Author Topic: Codecompletion parser bug on treating comments  (Read 11163 times)

Offline ollydbg

  • Developer
  • Lives here!
  • *****
  • Posts: 5916
  • OpenCV and Robotics
    • Chinese OpenCV forum moderator
Codecompletion parser bug on treating comments
« on: March 09, 2009, 08:49:58 am »
I found that the parser stopped parsing in the comment blocks, and only two variables( int a, int b) were recognized.
Code
int a;
int b;

///remove "//" or "/*" blocks

int c;
int d;

int main()
{
    cout << "Hello world!" << endl;
    return 0;
}


thanks :D

« Last Edit: March 09, 2009, 12:08:06 pm by ollydbg »
If some piece of memory should be reused, turn them to variables (or const variables).
If some piece of operations should be reused, turn them to functions.
If they happened together, then turn them to classes.

Offline MortenMacFly

  • Administrator
  • Lives here!
  • *****
  • Posts: 9694
Re: Codecompletion parser bug on treating comments
« Reply #1 on: March 09, 2009, 12:25:36 pm »
I found that the parser stopped parsing in the comment blocks, and only two variables( int a, int b) were recognized.
That is correct. C::B recognises the /* as beginning of a multi-line comment which never ends.

If you find a way how to *fast* determine whether you are inside a string or not I am pleased to apply that. I believe there is no way to handle such without a certain slowdown.

BTW: Are you aware that a compiler will issue a warning in such cases about a multi-line comment inside a comment? There is a good reason it will do... ;-)
Compiler logging: Settings->Compiler & Debugger->tab "Other"->Compiler logging="Full command line"
C::B Manual: https://www.codeblocks.org/docs/main_codeblocks_en.html
C::B FAQ: https://wiki.codeblocks.org/index.php?title=FAQ

Offline Jenna

  • Administrator
  • Lives here!
  • *****
  • Posts: 7255
Re: Codecompletion parser bug on treating comments
« Reply #2 on: March 09, 2009, 05:13:07 pm »
I found that the parser stopped parsing in the comment blocks, and only two variables( int a, int b) were recognized.
That is correct. C::B recognises the /* as beginning of a multi-line comment which never ends.

Why do we search for nested braces or other comments, while we are skipping to EndOfLine indside a comment ?.

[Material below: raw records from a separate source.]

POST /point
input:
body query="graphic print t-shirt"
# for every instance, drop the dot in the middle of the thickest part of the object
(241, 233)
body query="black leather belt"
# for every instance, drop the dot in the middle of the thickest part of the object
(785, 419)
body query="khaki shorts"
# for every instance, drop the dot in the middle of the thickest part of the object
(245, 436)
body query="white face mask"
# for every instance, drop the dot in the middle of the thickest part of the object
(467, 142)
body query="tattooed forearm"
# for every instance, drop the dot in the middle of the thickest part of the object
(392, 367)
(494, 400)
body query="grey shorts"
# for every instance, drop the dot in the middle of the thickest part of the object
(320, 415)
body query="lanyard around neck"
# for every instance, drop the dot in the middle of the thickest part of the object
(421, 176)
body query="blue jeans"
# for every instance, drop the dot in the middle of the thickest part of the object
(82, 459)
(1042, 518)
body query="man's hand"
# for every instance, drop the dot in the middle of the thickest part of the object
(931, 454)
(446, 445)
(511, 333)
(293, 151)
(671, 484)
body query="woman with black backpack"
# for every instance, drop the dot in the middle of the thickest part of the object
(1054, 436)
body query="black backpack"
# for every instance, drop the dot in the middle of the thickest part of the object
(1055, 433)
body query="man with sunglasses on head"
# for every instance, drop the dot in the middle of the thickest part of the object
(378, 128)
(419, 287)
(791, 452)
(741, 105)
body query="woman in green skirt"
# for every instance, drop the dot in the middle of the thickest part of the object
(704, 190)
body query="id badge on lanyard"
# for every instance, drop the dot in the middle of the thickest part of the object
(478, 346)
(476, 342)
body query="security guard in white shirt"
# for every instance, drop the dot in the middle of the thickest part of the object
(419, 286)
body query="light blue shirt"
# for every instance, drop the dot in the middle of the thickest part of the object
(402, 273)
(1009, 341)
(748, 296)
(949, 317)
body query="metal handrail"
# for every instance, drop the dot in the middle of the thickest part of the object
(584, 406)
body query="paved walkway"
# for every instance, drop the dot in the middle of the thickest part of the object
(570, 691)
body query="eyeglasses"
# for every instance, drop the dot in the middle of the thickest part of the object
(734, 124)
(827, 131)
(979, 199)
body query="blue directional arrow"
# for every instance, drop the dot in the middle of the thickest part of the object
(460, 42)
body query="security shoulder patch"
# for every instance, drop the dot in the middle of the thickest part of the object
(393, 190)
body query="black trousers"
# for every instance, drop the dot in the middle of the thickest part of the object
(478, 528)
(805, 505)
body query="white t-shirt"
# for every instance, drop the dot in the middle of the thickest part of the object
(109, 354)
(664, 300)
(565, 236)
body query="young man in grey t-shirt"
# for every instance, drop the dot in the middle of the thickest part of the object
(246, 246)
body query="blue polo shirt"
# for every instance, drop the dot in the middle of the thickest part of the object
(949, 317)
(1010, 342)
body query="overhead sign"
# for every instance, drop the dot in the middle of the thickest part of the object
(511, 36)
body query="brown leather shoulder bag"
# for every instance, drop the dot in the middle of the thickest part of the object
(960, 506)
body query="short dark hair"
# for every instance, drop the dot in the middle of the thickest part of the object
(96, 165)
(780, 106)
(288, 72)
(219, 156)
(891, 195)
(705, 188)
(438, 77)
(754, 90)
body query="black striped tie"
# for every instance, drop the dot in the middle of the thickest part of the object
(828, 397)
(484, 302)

As far as I know, there are only two things that can end a c++-style comment: a newline or EOF.

In other words, what about just "eating" all chars until EOL or EOF?

A patch can look like this:
Code
Index: src/plugins/codecompletion/parser/tokenizer.cpp
===================================================================
--- src/plugins/codecompletion/parser/tokenizer.cpp (Revision 5482)
+++ src/plugins/codecompletion/parser/tokenizer.cpp (Arbeitskopie)
@@ -279,18 +279,21 @@
     {
         while (NotEOF() && CurrentChar() != '\n')
         {
-            if (CurrentChar() == '/' && NextChar() == '*')
+            if(!skippingComment)
             {
-                SkipComment(false); // don't skip whitespace after the comment
-                if (skippingComment && CurrentChar() == '\n')
+                if (CurrentChar() == '/' && NextChar() == '*')
                 {
-                    continue; // early exit from the loop
+                    SkipComment(false); // don't skip whitespace after the comment
+                    if (skippingComment && CurrentChar() == '\n')
+                    {
+                        continue; // early exit from the loop
+                    }
                 }
+                if (nestBraces && CurrentChar() == _T('{'))
+                    ++m_NestLevel;
+                else if (nestBraces && CurrentChar() == _T('}'))
+                    --m_NestLevel;
             }
-            if (nestBraces && CurrentChar() == _T('{'))
-                ++m_NestLevel;
-            else if (nestBraces && CurrentChar() == _T('}'))
-                --m_NestLevel;
             MoveToNextChar();
         }
         wxChar last = PreviousChar();

The patch looks a little bit "unclear", but this is how TortoiseSVN handles changed indendation, at least on my XP.
In fact I only added one if-clause with two braces.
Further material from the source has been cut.